Additionally, other materials for Electric Optic Modulation (EOM) are being explored, which may offer even greater savings compared to silicon photonics. Although silicon photonics is a proven high-volume technology, it has high voltage and insertion loss, so exploring new materials such as TFLN may help lower power consumption. However, we would like to note that while LPOs has the potential to achieve power savings similar to CPOs, they put more stress on the electrical part of the switch system and require a high-performance switch SERDES and careful motherboard signal integrity design. We expect 2023 to be busy with measurement and testing activities for LPO products.

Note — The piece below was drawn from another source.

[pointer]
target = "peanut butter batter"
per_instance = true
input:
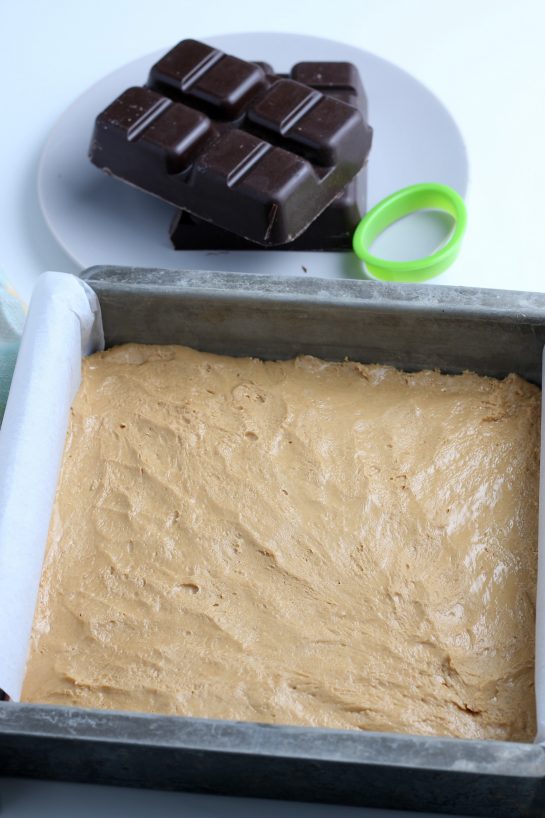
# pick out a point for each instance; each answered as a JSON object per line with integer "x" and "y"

800 Gbps Pluggable Optics are Ready for Production Volume and 1.6 Tbps Optics are already in the Making
While we are excited about the aforementioned futuristic technologies that may take a few more years to mature, we are equally thrilled about the products on display at the OFC that will contribute to the market growth in the near future, such as the 800 Gbps optical pluggable transceivers, which were widely represented at the event this year. The timing was perfect, as it is aligned with the availability of 51.2 Tbps chips from various vendors, including Broadcom and Marvell. While 800 Gbps optics started shipping in 2022, more suppliers are currently sampling, and the volume production is expected to ramp up by the end of this year, as indicated in the chart below from our 5-year Data Center Forecast report January 2023 edition. In addition, several 1.6 Tbps optical components and transceivers based on 200 G per lambda were also introduced at OFC 2023, but we do not expect to see substantial volumes in the market before 2025/2026.